This is the official implementation of FlashOptim: Optimizers for Memory Efficient Training

By Jose Javier Gonzalez Ortiz, Abhay Gupta, Christopher Rinard, and Davis Blalock.

PyPI License Python PyTorch arXiv

TL;DR

FlashOptim is a library implementing drop-in replacements for PyTorch optimizers that substantially reduces training memory by shrinking the footprint of optimizer states, master weights, and gradients.

For example, for finetuning an 8B model, FlashOptim requires 35% less peak memory and produces checkpoints that are 57% smaller.

Memory breakdown comparing a regular optimizer vs FlashOptim

We achieve these memory savings by changing the effective precision of parameters, optimizer states and gradients, but without affecting model convergence

Convergence comparing AdamW and FlashAdamW

1. Quickstart

To get started you can install flashoptim:

$ pip install flashoptim

Once installed, you can import FlashSGD, FlashAdam, FlashAdamW and FlashLion, which follow the standard PyTorch optimizer API. For example, to use FlashAdamW:

import torch
from torch import nn

from flashoptim import FlashAdamW

model = nn.Sequential(nn.Linear(128, 256), nn.ReLU(), nn.Linear(256, 10))
# model parameters must be in bf16 or fp16
model = model.to(torch.bfloat16).cuda()

# master_bytewidth=3 means we have 24-bit parameter semantics
optimizer = FlashAdamW(model.parameters(), lr=1e-3, master_bytewidth=3)

x = torch.randn(32, 128, device="cuda", dtype=torch.bfloat16)
loss = model(x).sum()
loss.backward()
optimizer.step()
optimizer.zero_grad()

That's it!

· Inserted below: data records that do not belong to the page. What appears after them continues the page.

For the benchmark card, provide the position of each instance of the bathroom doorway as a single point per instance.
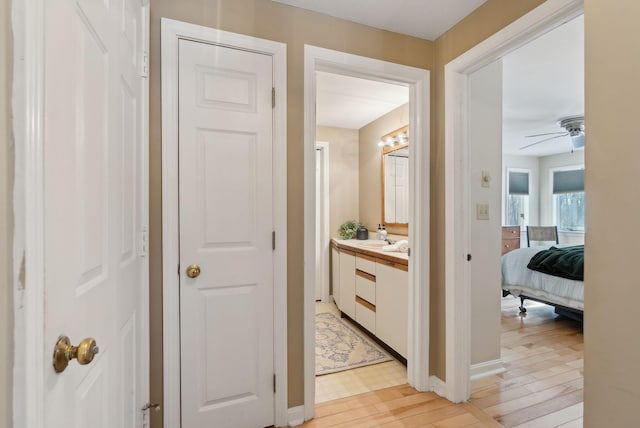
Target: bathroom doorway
(417, 83)
(352, 117)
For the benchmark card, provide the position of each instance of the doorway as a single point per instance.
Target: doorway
(417, 80)
(457, 275)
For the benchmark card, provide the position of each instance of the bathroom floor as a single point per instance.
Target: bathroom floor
(356, 381)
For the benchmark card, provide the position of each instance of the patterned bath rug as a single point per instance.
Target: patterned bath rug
(340, 346)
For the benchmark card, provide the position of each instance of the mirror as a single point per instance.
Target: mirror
(395, 177)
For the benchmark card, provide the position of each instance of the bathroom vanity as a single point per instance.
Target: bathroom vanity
(370, 286)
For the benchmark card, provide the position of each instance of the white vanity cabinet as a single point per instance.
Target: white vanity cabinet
(335, 274)
(347, 281)
(392, 288)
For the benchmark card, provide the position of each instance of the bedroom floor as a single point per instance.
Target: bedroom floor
(542, 386)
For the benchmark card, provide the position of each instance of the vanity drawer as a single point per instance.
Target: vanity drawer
(366, 264)
(365, 287)
(366, 315)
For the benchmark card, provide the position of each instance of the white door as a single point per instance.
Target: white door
(226, 224)
(95, 210)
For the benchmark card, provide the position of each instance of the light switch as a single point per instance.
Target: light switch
(486, 179)
(482, 211)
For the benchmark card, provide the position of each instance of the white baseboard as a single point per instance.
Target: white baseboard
(295, 416)
(438, 386)
(485, 369)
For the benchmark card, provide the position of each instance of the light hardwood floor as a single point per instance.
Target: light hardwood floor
(542, 385)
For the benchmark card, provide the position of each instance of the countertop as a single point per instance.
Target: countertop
(354, 245)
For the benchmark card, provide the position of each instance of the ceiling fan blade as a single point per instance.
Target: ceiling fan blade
(542, 135)
(542, 141)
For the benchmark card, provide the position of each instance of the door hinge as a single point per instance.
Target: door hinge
(143, 239)
(145, 410)
(144, 64)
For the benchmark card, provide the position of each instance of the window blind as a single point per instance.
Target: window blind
(518, 183)
(568, 181)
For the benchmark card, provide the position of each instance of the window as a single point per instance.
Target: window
(568, 199)
(517, 212)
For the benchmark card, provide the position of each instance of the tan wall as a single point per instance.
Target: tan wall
(611, 340)
(6, 216)
(371, 166)
(482, 23)
(343, 174)
(295, 27)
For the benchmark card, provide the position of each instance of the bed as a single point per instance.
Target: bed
(566, 295)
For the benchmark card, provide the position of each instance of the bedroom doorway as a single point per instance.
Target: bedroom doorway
(461, 178)
(417, 82)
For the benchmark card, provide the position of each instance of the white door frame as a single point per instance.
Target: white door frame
(540, 20)
(172, 31)
(325, 211)
(417, 81)
(29, 191)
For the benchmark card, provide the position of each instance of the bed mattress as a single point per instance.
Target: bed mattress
(519, 279)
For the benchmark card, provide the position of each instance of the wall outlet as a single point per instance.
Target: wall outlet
(482, 211)
(486, 179)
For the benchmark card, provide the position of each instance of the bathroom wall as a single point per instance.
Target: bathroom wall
(343, 174)
(371, 166)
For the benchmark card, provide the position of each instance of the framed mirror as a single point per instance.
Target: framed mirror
(395, 177)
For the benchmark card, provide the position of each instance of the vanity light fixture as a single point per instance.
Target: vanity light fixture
(395, 138)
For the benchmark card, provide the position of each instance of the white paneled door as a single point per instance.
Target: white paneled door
(226, 224)
(95, 275)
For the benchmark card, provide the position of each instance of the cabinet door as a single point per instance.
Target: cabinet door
(348, 283)
(392, 306)
(335, 275)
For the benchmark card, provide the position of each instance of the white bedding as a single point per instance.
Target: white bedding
(519, 279)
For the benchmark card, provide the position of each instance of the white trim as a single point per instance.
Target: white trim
(486, 369)
(438, 386)
(417, 80)
(540, 20)
(296, 416)
(171, 32)
(144, 192)
(323, 146)
(32, 33)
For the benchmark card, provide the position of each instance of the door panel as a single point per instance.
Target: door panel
(94, 210)
(226, 222)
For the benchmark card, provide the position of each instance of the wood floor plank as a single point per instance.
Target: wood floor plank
(541, 387)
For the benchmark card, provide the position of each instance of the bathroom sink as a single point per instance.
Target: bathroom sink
(373, 244)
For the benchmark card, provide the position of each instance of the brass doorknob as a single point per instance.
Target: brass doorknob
(193, 271)
(64, 352)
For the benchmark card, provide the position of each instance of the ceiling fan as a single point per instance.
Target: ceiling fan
(574, 128)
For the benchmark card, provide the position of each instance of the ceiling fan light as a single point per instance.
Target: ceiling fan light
(578, 141)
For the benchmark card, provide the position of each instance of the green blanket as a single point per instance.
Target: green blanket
(565, 262)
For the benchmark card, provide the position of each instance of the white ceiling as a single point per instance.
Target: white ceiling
(426, 19)
(351, 102)
(543, 81)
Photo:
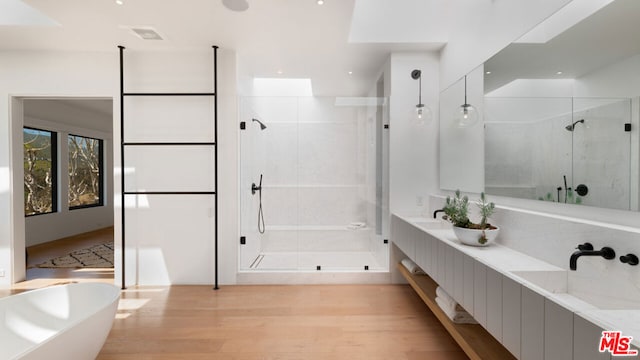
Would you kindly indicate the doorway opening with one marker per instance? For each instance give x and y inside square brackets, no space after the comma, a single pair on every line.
[64,228]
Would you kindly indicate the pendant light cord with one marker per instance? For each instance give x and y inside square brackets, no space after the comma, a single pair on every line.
[420,90]
[465,89]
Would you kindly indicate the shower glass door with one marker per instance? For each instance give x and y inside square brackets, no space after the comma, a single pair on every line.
[320,160]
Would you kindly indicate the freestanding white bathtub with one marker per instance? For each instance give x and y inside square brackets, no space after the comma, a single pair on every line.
[60,322]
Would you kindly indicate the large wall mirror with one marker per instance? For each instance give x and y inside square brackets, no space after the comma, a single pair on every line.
[561,109]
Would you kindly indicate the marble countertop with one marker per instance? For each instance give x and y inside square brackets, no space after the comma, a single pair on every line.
[521,268]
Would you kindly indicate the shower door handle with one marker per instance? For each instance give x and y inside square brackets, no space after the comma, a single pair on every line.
[255,188]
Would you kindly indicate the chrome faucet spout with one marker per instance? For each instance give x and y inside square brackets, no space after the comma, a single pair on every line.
[606,252]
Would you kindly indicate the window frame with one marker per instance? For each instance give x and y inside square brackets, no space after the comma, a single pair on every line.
[100,174]
[54,170]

You are now training with 50% less per-parameter memory! For more details on the API and advanced features, keep reading.

2. Key Features

  • Memory Savings. By splitting the weight representation and quantizing the optimizer states, FlashOptim reduces per-parameter memory (e.g. 57% for Adam) and peak training memory without degrading convergence.
  • Fused Triton Kernels. All compression operations are fused into the update kernel, introducing no practical overhead.
  • Gradient Release. Optionally, parameters can be updated as soon as the gradients are computed, further reducing peak memory.
  • Compressed Checkpoints. Checkpoints can optionally be stored using quantized optimizer states, producing >50% space savings.
  • PyTorch API. The optimizers follow the standard torch.optim.Optimizer interface.

3. Installation

FlashOptim can be installed using pip or uv. Note that FlashOptim is only supported on Linux systems with NVIDIA CUDA GPUs.

# install stable version
pip install flashoptim

# install latest version from source
pip install git+https://github.com/databricks/flashoptim.git

# or install it locally in editable mode for development
git clone https://github.com/databricks/flashoptim.git
cd flashoptim
pip install -e .

4. Usage

Specifying Precision

FlashOptim's behavior depends on the dtype of the parameters passed to the optimizer:

  • bf16/fp16 parameters: The optimizer works in reduced precision. Optimizer states (moments) are quantized to 8-bit, and error correction is controlled by master_bytewidth.
    • master_bytewidth=0 (default): no error correction; optimizer states are still quantized, but parameters stay at their native precision
    • master_bytewidth=3 uses 8-bit correction terms for 24-bit training semantics
    • master_bytewidth=4 uses 16-bit correction terms for 32-bit training semantics
  • fp32 parameters: The optimizer works in full precision. Optimizer states are still quantized to reduce memory, but no error correction is needed since the parameters themselves are already fp32.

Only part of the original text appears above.